J’allais à Canterbury au moins une fois par semaine, souvent davantage, passer la soirée avec elle. Je revenais la nuit, à cheval, car j’étais alors retombé dans mon humeur mélancolique… surtout quand je la quittais… et j’étais bien aise de prendre un exercice forcé pour échapper aux souvenirs du passé qui me poursuivaient dans de pénibles veilles, ou dans des rêves plus pénibles encore. Je passais donc à cheval la plus grande partie de mes longues et tristes nuits, évoquant, le long du chemin, les douloureux regrets qui m’avaient occupé pendant ma longue absence.

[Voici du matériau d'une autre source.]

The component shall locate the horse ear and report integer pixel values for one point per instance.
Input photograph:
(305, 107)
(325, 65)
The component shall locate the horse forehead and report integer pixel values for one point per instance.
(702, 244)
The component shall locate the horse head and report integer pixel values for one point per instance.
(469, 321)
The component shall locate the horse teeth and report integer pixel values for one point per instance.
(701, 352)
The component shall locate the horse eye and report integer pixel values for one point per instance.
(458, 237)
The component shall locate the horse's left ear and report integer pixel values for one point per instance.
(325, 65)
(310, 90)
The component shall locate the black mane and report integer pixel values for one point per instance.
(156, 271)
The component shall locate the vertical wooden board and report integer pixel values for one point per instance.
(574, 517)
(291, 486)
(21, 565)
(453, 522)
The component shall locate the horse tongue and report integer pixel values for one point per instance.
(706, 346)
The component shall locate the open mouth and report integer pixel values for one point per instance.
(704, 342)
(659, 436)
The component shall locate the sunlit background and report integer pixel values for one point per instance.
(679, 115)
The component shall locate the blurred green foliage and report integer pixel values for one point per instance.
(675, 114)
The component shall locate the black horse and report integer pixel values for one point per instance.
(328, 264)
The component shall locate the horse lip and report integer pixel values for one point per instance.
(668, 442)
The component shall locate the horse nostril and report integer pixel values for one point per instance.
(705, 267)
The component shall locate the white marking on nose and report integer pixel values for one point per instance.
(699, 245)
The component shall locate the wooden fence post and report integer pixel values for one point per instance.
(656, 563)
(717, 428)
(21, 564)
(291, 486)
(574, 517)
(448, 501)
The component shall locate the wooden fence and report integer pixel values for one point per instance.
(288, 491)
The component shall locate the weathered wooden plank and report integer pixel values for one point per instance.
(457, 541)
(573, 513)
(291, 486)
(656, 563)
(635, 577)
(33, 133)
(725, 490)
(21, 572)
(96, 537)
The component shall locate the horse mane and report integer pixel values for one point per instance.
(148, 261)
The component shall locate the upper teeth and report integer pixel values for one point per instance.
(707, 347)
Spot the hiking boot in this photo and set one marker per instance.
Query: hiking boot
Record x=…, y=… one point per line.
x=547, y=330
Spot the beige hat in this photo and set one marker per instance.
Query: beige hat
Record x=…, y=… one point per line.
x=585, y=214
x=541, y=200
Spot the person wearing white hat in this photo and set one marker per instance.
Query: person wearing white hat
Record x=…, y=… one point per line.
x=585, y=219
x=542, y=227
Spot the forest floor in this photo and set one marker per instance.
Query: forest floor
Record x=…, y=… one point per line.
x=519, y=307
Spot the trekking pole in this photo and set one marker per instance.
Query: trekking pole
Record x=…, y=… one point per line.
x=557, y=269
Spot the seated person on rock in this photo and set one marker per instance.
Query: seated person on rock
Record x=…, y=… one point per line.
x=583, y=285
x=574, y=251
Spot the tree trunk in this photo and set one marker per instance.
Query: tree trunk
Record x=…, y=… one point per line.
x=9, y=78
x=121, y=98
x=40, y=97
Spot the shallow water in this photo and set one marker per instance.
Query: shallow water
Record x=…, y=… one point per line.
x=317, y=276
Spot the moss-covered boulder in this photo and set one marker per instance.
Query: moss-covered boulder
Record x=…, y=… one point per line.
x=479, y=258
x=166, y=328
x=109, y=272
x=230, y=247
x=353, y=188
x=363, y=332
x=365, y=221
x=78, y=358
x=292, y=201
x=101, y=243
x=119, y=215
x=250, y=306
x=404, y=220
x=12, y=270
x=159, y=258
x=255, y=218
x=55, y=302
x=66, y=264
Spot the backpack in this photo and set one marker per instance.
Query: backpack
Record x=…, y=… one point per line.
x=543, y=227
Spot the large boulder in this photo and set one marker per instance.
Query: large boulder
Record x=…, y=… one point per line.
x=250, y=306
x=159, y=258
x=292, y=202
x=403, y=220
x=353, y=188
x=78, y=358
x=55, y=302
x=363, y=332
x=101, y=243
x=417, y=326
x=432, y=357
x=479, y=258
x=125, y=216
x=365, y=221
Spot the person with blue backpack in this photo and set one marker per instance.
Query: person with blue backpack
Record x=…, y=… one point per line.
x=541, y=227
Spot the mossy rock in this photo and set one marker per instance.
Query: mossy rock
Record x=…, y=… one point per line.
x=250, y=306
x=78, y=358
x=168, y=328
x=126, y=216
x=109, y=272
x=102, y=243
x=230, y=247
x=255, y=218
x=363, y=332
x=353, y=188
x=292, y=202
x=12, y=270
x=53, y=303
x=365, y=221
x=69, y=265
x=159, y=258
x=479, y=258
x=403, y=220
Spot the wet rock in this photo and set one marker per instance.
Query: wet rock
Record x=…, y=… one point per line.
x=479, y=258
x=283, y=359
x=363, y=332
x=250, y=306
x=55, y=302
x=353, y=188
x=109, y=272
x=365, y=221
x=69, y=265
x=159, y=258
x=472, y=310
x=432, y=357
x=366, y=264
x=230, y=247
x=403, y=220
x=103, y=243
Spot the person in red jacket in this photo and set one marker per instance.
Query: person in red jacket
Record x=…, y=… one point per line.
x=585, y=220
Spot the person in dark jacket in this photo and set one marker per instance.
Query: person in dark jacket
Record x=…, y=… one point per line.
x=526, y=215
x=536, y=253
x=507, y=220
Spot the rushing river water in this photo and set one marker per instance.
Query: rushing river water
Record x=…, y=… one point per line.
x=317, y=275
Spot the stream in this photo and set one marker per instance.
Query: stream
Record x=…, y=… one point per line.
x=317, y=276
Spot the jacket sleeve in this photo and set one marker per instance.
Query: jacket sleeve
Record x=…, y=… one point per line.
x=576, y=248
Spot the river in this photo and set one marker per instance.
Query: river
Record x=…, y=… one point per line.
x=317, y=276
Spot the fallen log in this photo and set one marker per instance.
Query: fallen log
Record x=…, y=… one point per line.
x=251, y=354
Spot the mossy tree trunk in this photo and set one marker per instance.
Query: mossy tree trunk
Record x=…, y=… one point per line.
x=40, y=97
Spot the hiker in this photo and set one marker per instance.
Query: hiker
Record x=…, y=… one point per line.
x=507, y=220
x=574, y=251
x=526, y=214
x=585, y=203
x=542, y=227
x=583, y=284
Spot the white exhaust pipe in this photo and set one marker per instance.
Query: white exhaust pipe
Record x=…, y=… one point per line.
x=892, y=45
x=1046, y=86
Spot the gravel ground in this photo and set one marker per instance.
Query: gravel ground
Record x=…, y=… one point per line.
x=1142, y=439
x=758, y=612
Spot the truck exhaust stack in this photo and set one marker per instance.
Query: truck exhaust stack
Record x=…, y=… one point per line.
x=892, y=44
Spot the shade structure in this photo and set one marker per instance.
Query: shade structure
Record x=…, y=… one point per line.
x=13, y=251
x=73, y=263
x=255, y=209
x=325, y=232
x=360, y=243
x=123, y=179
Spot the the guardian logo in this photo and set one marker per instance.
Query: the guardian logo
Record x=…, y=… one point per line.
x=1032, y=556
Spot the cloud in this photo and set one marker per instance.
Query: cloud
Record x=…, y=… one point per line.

Ou plutôt j’écoutais l’écho de ces regrets, que j’entendais dans le lointain. C’était moi qui les avais, de moi-même, exilés si loin de moi ; je n’avais plus qu’à accepter le rôle inévitable que je m’étais fait à moi-même. Quand je lisais à Agnès les pages que je venais d’écrire, quand je la voyais m’écouter si attentivement, se mettre à rire ou fondre en larmes ; quand sa voix affectueuse se mêlait avec tant d’intérêt an monde idéal où je vivais, je songeais à ce qu’aurait pu être ma vie ; mais je songeais, comme jadis, après avoir épousé Dora, j’avais songé trop tard à ce que j’aurais voulu que fût ma femme.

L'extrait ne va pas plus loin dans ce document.